While maintaining exceptional cost-effectiveness, the December 2025 release of AutoMQ officially introduced support for AWS FSx as a WAL storage option to further overcome the latency limitations of Diskless architectures. This evolution allows AutoMQ to deliver millisecond-level latency—comparable to local disks—while retaining zero cross-AZ traffic costs and multi-AZ disaster recovery capabilities, achieving a perfect balance between low cost, high reliability, and extreme performance.

To validate these architectural advantages in real-world conditions, we conducted a series of performance benchmarks focused on end-to-end client-observed latency.

For the official announcement of AutoMQ’s FSxN capabilities, please refer to the article: AutoMQ x FSx: 10ms Latency Diskless Kafka on AWS

For a detailed technical deep dive into the implementation principles of AutoMQ FSxN, please refer to the article: How does AutoMQ implement a sub-10ms latency Diskless Kafka?

Test Scenarios and Results

To interpret the benchmark results, we must first break down the components of latency:

Components of Latency

From a business perspective, latency primarily stems from two sources: Kafka client queuing latency and server-side processing latency. In the following sections, we isolate these two components so that the impact of AutoMQ’s FSxN design on each can be clearly understood.

Server-side Processing Latency

In traditional Kafka architectures, server-side latency overhead is primarily consumed by: cross-AZ communication between clients and services, and the cross-AZ replication process (ACK=ALL). Both types of cross-AZ communication involve direct RPC requests, which incur substantial data transfer costs on AWS.

AutoMQ introduces a fundamental architectural shift: it uses AWS FSx as a shared WAL layer to eliminate replica replication traffic entirely, and leverages FSx as a relay for cross-AZ client–server requests. This design trades a small, tightly bounded increase in processing latency for an order-of-magnitude reduction in cross-AZ networking costs.

Client-side Queuing Latency

Kafka producers utilize a two-stage "batch-then-send" design: first, messages are accumulated in memory by partition. Once they reach the batch.size threshold or the linger.ms timeout, the batch is placed into a ready queue for transmission. The network layer then retrieves these batches from the queue and dispatches them to the server within defined concurrency limits.

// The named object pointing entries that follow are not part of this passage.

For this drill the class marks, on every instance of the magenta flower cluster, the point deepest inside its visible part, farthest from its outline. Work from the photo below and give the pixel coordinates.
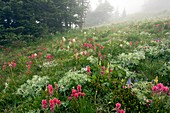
(118, 105)
(76, 93)
(160, 88)
(52, 102)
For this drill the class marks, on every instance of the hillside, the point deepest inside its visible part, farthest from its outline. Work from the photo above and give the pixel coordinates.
(123, 67)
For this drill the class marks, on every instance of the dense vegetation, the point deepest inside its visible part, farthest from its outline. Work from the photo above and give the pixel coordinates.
(117, 68)
(31, 19)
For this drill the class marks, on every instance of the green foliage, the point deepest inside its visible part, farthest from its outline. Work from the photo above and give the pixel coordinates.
(131, 59)
(72, 78)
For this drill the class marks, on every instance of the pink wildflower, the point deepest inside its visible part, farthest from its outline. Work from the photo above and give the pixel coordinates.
(50, 89)
(52, 105)
(69, 98)
(76, 95)
(154, 88)
(83, 94)
(165, 89)
(79, 88)
(74, 91)
(160, 85)
(121, 111)
(44, 104)
(130, 43)
(118, 105)
(58, 102)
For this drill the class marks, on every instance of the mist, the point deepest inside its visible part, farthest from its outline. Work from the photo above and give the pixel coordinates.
(103, 12)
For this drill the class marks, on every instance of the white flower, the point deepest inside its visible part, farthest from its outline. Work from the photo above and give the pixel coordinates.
(63, 39)
(35, 54)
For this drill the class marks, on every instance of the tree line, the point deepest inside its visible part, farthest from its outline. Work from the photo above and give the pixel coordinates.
(35, 18)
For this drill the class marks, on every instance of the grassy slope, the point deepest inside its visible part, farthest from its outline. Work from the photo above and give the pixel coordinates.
(113, 35)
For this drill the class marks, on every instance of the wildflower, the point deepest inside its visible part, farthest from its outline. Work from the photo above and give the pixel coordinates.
(154, 88)
(160, 85)
(50, 89)
(129, 81)
(29, 57)
(27, 63)
(14, 64)
(29, 66)
(74, 91)
(110, 70)
(55, 100)
(69, 98)
(83, 94)
(56, 86)
(74, 40)
(136, 80)
(118, 105)
(63, 39)
(44, 104)
(79, 88)
(165, 89)
(52, 105)
(121, 111)
(58, 102)
(4, 67)
(88, 69)
(130, 43)
(76, 95)
(102, 72)
(136, 43)
(79, 93)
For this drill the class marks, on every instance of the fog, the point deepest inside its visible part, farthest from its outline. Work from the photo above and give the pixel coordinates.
(131, 6)
(109, 11)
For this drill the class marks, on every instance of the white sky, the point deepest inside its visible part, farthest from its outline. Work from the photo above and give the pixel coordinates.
(131, 6)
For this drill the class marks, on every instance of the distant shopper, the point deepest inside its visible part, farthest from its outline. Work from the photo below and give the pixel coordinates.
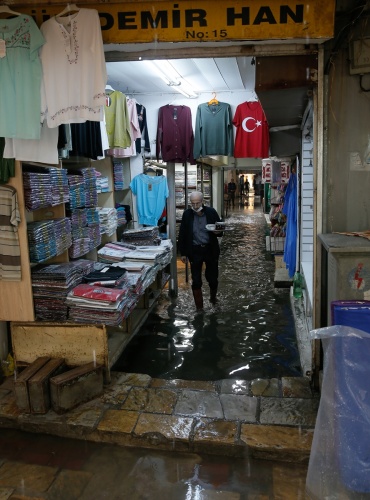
(198, 245)
(231, 188)
(241, 185)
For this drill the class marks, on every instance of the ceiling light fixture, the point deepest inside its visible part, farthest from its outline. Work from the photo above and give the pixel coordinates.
(169, 75)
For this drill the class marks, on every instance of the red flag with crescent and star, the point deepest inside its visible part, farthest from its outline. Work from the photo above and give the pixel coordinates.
(252, 131)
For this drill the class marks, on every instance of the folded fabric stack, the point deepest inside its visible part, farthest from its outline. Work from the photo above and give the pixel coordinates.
(142, 236)
(50, 285)
(63, 236)
(113, 252)
(137, 280)
(106, 275)
(107, 220)
(37, 188)
(59, 186)
(119, 180)
(98, 304)
(41, 240)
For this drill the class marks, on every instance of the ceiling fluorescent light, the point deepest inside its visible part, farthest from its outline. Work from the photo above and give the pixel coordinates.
(170, 76)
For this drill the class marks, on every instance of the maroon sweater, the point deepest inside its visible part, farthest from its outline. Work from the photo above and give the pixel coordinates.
(175, 136)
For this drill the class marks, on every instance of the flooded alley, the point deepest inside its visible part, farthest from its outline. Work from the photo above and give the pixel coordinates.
(249, 334)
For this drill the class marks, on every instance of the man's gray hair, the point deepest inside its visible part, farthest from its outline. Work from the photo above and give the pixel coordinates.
(196, 194)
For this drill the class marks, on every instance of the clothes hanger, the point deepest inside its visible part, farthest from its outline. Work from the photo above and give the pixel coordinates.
(213, 100)
(69, 9)
(4, 9)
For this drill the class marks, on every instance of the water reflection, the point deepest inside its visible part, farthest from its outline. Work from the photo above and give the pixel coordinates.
(249, 334)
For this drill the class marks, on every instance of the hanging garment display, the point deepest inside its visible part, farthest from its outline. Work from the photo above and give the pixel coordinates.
(134, 130)
(86, 140)
(252, 131)
(43, 150)
(175, 137)
(74, 70)
(151, 193)
(20, 78)
(10, 255)
(117, 121)
(213, 130)
(141, 113)
(7, 165)
(290, 210)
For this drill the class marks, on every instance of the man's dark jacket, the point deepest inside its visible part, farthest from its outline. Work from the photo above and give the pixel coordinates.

In scenarios demanding extreme throughput, developers often increase linger.ms to proactively encourage larger batches. However, this causes requests to queue at the client-side, resulting in higher end-to-end latency from a business perspective. Typically, l inger.ms and batch.size are the primary levers to balance the trade-off between throughput and latency, and they are exactly the knobs we will tune in the following test scenarios. For a detailed deep dive, refer to our previous article: Kafka Performance Tuning: Best Practice for linger.ms and batch.size

Test Scenario Selection

To comprehensively and objectively evaluate AutoMQ's performance with the introduction of AWS FSxN and provide high-value data for real-world applications, we have defined our test scenarios across two dimensions: the Extreme Performance Baseline and the Production Steady-state Model (Robustness).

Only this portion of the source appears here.